# Boston Acoustic VS series mounting posts?



## beuoy (May 12, 2010)

Hi all,

I am trying to find mounting posts for a Boston Acoustic VS 325C. I have the wall mount bracket I just don't have the posts (that hold it to the speaker) and I can't seem to get anything to thread into the mounting ports. I remember not having them, in the box, when I first got the speaker. However I wasn't planning on wall mounting them so I didn't worry about it. Now, a few years later, things have changed.

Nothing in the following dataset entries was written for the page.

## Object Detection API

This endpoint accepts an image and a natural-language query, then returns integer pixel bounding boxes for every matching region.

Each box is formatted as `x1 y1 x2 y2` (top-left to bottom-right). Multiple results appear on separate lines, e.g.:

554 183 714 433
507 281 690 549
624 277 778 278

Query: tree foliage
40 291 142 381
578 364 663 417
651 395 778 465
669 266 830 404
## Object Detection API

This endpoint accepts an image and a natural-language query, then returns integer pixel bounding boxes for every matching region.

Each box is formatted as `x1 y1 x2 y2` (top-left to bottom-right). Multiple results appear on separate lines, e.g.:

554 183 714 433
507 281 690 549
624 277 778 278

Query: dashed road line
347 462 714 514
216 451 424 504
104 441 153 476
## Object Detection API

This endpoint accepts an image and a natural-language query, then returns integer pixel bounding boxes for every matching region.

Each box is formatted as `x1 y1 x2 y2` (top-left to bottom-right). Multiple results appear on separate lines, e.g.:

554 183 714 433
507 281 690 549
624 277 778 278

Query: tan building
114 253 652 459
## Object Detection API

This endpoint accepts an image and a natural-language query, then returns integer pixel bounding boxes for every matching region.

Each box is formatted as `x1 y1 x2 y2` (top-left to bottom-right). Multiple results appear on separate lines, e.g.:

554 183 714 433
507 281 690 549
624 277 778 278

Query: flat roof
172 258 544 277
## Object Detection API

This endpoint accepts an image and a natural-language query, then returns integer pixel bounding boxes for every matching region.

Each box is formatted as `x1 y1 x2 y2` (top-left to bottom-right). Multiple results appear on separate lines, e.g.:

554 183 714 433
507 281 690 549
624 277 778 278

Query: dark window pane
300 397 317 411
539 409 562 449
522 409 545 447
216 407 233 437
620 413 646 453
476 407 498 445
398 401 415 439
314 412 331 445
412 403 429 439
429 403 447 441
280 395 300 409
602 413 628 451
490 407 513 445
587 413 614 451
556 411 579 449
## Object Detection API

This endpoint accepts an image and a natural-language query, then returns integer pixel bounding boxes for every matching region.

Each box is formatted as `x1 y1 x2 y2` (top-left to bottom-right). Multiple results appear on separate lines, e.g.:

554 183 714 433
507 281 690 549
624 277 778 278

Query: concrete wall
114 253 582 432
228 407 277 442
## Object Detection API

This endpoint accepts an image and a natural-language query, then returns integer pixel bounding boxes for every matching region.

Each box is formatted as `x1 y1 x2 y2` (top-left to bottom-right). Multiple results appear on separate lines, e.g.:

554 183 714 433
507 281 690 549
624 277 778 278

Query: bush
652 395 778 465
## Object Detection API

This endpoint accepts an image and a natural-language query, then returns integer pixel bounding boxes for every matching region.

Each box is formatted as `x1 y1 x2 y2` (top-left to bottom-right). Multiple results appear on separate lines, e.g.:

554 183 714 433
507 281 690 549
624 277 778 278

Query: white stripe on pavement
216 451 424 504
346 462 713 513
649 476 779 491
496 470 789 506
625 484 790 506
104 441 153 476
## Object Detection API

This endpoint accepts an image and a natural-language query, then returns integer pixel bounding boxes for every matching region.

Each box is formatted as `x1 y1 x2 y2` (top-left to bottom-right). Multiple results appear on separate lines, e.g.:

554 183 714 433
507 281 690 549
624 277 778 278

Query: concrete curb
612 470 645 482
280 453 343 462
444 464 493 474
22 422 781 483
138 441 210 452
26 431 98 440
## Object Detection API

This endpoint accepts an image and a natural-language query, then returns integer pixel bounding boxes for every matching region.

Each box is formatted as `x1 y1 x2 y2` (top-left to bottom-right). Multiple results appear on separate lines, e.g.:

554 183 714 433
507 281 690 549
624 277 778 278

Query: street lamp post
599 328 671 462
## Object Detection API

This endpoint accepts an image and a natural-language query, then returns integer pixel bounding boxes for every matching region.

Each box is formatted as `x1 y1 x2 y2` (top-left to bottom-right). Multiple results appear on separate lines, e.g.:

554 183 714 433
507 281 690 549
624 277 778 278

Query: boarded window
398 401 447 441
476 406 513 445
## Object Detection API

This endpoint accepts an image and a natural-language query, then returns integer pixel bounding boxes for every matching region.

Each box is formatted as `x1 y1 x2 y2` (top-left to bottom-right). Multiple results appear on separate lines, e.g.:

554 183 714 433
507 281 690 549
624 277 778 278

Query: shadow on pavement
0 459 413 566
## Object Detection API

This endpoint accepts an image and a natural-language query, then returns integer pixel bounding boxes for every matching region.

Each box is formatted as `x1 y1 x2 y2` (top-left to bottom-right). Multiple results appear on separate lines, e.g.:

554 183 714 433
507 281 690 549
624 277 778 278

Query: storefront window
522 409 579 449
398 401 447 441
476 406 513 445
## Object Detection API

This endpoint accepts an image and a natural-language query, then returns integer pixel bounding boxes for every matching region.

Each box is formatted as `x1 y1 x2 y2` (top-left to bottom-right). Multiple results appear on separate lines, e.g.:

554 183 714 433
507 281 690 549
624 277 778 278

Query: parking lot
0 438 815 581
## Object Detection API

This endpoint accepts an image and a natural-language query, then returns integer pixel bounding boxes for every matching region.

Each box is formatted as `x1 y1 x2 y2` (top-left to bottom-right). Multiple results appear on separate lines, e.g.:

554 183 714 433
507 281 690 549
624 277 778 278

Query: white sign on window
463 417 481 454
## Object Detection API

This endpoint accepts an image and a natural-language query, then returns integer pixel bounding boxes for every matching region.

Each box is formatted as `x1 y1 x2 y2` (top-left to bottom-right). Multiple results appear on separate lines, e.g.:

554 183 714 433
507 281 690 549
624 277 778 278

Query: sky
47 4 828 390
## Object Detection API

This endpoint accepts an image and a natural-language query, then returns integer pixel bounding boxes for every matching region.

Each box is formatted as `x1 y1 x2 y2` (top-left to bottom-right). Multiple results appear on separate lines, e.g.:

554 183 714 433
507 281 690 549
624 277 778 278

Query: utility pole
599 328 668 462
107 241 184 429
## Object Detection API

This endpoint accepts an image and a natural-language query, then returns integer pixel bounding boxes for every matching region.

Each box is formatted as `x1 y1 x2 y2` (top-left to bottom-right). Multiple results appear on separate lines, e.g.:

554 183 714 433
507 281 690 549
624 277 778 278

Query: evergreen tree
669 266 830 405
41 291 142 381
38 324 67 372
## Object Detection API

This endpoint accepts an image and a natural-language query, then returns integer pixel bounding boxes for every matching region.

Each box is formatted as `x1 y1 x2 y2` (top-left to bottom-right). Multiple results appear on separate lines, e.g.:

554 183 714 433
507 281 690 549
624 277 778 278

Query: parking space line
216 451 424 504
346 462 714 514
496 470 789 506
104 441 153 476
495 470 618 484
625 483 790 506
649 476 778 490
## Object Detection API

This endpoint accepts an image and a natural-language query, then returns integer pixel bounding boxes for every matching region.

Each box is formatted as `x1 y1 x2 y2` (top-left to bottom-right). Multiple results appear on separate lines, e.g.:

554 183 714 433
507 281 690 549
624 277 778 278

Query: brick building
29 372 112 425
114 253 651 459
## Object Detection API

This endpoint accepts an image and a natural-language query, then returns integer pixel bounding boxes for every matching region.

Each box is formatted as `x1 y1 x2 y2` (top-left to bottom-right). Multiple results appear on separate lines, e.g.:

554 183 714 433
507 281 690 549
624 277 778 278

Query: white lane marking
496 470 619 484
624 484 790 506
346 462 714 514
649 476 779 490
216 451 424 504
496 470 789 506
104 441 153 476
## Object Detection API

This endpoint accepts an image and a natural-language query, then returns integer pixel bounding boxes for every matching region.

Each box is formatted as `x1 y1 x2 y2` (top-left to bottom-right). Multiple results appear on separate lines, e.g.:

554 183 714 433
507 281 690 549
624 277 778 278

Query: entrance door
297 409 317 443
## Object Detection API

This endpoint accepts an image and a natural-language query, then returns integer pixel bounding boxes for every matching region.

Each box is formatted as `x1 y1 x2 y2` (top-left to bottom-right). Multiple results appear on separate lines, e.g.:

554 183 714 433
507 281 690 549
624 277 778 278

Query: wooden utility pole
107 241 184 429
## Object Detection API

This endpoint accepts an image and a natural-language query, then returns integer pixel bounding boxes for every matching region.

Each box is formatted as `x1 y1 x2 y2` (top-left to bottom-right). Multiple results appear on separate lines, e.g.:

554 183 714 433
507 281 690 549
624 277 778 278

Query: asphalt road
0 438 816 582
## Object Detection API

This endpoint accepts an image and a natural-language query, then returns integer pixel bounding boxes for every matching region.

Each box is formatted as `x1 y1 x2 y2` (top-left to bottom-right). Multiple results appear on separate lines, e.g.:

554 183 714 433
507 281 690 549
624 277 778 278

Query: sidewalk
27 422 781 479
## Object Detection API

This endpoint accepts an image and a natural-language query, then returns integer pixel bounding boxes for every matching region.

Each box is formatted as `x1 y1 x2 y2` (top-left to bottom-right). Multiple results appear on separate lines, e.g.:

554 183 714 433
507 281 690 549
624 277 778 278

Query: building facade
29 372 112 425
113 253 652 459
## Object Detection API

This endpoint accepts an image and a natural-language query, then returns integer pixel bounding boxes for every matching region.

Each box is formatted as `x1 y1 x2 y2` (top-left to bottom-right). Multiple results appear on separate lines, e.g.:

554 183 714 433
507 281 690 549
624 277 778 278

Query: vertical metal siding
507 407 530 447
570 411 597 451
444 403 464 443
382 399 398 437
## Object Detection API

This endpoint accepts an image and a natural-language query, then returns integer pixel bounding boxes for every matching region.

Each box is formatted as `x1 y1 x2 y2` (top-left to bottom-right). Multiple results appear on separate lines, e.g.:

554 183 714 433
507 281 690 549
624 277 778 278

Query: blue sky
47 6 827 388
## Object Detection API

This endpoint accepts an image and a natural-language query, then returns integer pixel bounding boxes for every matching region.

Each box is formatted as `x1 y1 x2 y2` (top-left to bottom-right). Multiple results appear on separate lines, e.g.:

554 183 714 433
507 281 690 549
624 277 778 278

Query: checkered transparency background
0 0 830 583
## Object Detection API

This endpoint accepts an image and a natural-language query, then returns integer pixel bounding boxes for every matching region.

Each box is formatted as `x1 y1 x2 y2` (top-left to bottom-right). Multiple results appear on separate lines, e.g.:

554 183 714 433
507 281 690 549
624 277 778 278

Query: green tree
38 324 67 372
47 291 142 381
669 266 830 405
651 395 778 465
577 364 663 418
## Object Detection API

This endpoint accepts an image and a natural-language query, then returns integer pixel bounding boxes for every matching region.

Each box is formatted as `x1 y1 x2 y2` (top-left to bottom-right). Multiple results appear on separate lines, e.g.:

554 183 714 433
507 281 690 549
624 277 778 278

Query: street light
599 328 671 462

If I can just get the specs. for the posts I can either make them or find a suitable alternative. I've tried every thread pattern I can imagine and nothing holds well enough for me to trust it. Even tried to pull one of the drivers to get a glimpse at what I'm dealing with but they are glued in. Besides, it's too nice a speaker for me to hack.:yikes: 

Just hoping someone can point me in the right direction.

Thanks,
Ken


----------



## tonyvdb (Sep 5, 2007)

Hi Ken,
Have you tried contacting either the place where you bought the speakers or Boston Acoustics themselves? I'm sure something can be bought that will work.


----------



## Tonto (Jun 30, 2007)

+1 with Tony. If that fails, I would get a thread guage (looks kinda like a key, a set will have multiple guages that you simple slide into the hole. The one that matches the thread design will be the one that determines the correct thread pattern) to make sure you are getting the correct bolt.

Here is one for $3.88.

http://www.ebay.com/itm/Starrett-5-32-82-screw-thread-pitch-gages-gage-toolmaker-tool-/331427592400?pt=LH_DefaultDomain_0&hash=item4d2a9fb8d0#ht_155wt_1105


----------



## willis7469 (Jan 31, 2014)

Good points fellas. 
Try here also. 
http://www.bostonacoustics.com/US/Support/Pages/order-parts.aspx


----------